Google confirmed the change was intended, says products don't use overscan anymore

Gesture navigation on Android is a controversial topic. Android 11 is set to make it worse thanks to a change that will break most third-party gesture apps.

Google confirmed in an Issue Tracker thread that Android 11 does away with the ‘overscan’ function. As noted by XDA Developers, several gesture navigation apps use the overscan API to move the default system navigation off the screen without requiring users to root their phone. Once the default navigation is out of the way, those apps can place a custom gesture system in its place.

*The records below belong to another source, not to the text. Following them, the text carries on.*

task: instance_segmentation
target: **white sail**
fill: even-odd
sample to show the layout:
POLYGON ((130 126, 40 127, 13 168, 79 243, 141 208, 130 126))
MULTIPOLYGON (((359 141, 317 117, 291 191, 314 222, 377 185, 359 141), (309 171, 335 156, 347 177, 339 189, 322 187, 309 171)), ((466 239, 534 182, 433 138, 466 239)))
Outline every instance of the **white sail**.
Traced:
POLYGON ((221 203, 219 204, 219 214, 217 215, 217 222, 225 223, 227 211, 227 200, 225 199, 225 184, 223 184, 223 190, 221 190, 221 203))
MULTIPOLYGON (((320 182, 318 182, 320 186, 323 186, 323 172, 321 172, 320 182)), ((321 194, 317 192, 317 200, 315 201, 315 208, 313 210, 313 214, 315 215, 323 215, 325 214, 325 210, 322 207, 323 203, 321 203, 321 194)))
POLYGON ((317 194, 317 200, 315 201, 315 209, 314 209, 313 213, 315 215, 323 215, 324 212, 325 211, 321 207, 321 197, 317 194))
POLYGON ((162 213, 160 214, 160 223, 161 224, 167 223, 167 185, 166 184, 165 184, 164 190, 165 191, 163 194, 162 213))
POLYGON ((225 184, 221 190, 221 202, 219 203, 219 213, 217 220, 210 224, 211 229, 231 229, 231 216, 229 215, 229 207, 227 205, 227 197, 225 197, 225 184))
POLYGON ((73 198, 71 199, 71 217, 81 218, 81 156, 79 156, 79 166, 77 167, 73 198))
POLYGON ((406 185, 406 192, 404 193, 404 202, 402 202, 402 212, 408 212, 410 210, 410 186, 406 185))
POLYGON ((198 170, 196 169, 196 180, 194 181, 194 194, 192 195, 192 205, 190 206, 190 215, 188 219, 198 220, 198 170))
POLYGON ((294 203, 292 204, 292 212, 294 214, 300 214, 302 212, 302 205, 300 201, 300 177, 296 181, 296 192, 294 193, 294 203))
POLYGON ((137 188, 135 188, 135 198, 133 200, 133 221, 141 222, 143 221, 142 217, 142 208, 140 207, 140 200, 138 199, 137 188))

Overscan typically appears on TVs and allows them to shrink or expand the visible bounds of the screen to account for parts of a picture existing beyond the edges of the display. XDA notes that Android supported overscan since it also runs on TVs and set-top boxes. However, Google says overscan “wasn’t used by any products anymore,” which is why it removed the feature in Android 11.

Without overscan, many third-party gesture apps — as well as other apps like ‘SecondScreen‘ — that used overscan won’t work on Android 11. At the moment, it doesn’t look like a suitable replacement exists either. The developer community tends to be great at finding workarounds, so that could change soon.

The removal of overscan is just the latest change from Google that negatively impacts gesture systems. Back with Android 9, there was a period of “anything goes” with Android navigation. Google adopted the disliked ‘pill’ system on Pixels, some manufacturers tried to emulate the iPhone gesture system and others went their own way. With Android 10, Google began to crack down on developers and forced its new iPhone-like gesture system on everyone. Other gesture systems became second-class citizens relegated to hard-to-find settings menus and lacking features compared to Android 10 gestures.

Although I quite like Android 10’s gesture system, many people don’t. As such, third-party gesture apps became quite popular, allowing people to build out custom systems that work better for them. To be fair, that group likely consists of a small section of enthusiast users — most people I know still use the default option, which usually means the three-button navigation system popularized with Android 4.0 Ice Cream Sandwich.